Saturday, October 25, 2008
Have you ever discovered something about yourself that you, oh say, just failed to notice for the last 36 years? Well I did. I was hanging out on the deck with some friends drinking a beer (or 12)and having casual conversation. They were dressed very relaxed in skinny jeans and tops that doubled as dresses. No I was not wearing skinny jeans and a top that doubled as a dress. That alone would have been enough of a discovery to call the authorities. No I’m talking subtleties here. As we were laughing and talking I realized something… I was “posing.” Pause for shock factor. There I was… standing tall, clothes perfectly positioned to cover the problem areas with my hands placed slightly above the muffin top. I was in fact, posing. The girls were too involved in random conversation to notice that standing in front of them was a bonified poser! I was visibly horrified but apparently not enough to stop. I found it necessary to promptly interrupt the smoking, drinking and laughter to acknowledge the red elephant in the room….me!

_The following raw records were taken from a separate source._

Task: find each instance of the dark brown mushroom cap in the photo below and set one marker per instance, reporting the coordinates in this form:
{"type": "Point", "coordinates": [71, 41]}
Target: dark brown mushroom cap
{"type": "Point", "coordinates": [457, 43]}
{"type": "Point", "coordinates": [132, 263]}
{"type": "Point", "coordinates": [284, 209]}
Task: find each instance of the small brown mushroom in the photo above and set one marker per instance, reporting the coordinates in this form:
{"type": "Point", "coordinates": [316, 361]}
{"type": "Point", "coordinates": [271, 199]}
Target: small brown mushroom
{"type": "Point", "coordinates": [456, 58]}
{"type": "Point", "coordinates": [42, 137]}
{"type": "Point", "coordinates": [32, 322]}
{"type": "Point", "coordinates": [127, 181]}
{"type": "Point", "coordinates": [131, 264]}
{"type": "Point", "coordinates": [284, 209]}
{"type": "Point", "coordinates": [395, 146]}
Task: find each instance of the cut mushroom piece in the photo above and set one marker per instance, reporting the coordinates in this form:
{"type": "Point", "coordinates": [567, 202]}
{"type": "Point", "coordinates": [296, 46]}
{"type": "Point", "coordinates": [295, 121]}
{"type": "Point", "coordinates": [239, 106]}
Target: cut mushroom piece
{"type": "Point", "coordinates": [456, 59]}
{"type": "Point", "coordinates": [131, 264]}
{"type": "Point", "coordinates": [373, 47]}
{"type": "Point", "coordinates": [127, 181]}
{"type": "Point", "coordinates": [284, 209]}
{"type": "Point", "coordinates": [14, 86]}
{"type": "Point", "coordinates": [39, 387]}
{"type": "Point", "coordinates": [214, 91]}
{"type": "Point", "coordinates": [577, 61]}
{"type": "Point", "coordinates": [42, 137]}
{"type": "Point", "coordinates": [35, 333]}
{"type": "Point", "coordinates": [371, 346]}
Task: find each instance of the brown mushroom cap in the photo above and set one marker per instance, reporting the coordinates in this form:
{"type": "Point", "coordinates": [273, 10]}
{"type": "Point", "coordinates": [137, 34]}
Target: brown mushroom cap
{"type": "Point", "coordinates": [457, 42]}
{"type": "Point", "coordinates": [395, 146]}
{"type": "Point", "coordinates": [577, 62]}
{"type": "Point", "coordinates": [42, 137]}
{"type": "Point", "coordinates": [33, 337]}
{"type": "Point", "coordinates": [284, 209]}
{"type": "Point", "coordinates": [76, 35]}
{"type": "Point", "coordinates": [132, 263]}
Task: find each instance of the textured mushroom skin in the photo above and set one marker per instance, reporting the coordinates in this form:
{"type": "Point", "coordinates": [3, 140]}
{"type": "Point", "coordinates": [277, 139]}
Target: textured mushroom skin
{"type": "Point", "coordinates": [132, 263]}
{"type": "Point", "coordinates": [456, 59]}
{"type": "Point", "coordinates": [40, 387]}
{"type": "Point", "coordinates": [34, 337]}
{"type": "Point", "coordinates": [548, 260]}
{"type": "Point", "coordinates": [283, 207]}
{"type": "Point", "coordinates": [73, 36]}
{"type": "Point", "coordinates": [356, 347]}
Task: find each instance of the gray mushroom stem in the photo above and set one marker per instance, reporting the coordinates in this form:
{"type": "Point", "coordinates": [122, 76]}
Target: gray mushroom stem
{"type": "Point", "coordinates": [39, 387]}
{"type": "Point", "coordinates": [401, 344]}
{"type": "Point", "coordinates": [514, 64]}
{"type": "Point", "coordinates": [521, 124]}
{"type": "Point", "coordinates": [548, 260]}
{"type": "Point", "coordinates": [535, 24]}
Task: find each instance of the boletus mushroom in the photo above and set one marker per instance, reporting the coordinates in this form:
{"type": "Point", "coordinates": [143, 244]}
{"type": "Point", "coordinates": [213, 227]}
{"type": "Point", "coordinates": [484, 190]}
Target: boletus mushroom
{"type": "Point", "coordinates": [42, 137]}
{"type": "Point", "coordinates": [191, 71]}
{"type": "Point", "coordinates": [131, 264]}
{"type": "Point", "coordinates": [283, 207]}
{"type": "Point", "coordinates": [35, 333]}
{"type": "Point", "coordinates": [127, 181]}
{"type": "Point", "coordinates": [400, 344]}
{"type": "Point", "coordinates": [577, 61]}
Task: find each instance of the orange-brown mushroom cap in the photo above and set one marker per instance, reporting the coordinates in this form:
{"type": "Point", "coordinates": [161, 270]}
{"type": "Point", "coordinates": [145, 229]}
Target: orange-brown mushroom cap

Who does this? I can’t be sure. It’s one thing to be a starving, statuesque model type who’s qualified to strike a pose at any given moment. It’s quite another to be an overweight, starving fatty type who poses to cover up the fact that her jeans are about to spontaneously combust. After acknowledging that they were in the presence bonified poser, they convinced me to go to dinner. Perhaps convinced is too strong of a word. Yes, yes it is. Let’s just say we headed off to PF Changs and leave it at that. Does it really matter who’s idea it was? We sat down to dinner and promptly ordered wine…a bottle. As the conversation picked up where it had left off, I was again amazed to notice that while the skinny chicks were flailing their arms across the table I was once again posing. I was sitting sideways, legs neatly tucked under my chair, top button of my jeans popped open, shirt pulled down over the jeans, hands neatly placed on the hips and head tilted slightly at a 90 degree angle. If one were looking to debunk the pose they would only have to look as far as what lay underneath the table… fat rolls, cankles and a button that use to belong to my jeans. Once again, I drew them into the pose. We laughed and got down to business…ordering food.
I was sure the more wine I drank the less likely I would be to continue this new found phenomenon called posing. This was a theory that would prove to be false. With one bottle down, I was still giving Madonna a run for her money. “Strike a pose there’s nothing to it”… fact, not fiction. Here’s a SIF revelation…it’s quite possible to consume an appetizer, your entire meal, a bottle of wine and still make the overindulgence look good given the right pose.I won’t lie and say that posing takes away the pain of jeans that shouldn’t have left the closest. No. In fact, the “inner SIF” was screaming for relief from the jeans, the pose and the fiction but the “outer SIF” was whispering, “I am one of you.” Whisper being the key word. If you were wondering about the “head tilted slightly at a 90 degree angle” comment…that’s actually from the SIF rule book. SIF rule #7654….when posing always title the head slightly at a 90 degree angle. Doing so is guaranteed to eliminate at least one chin. I got more chins than a Chinese phone book so this is one rule I never break! At the end of the day, this new poser person that I am isn’t so bad. I dare say fat never looked so good!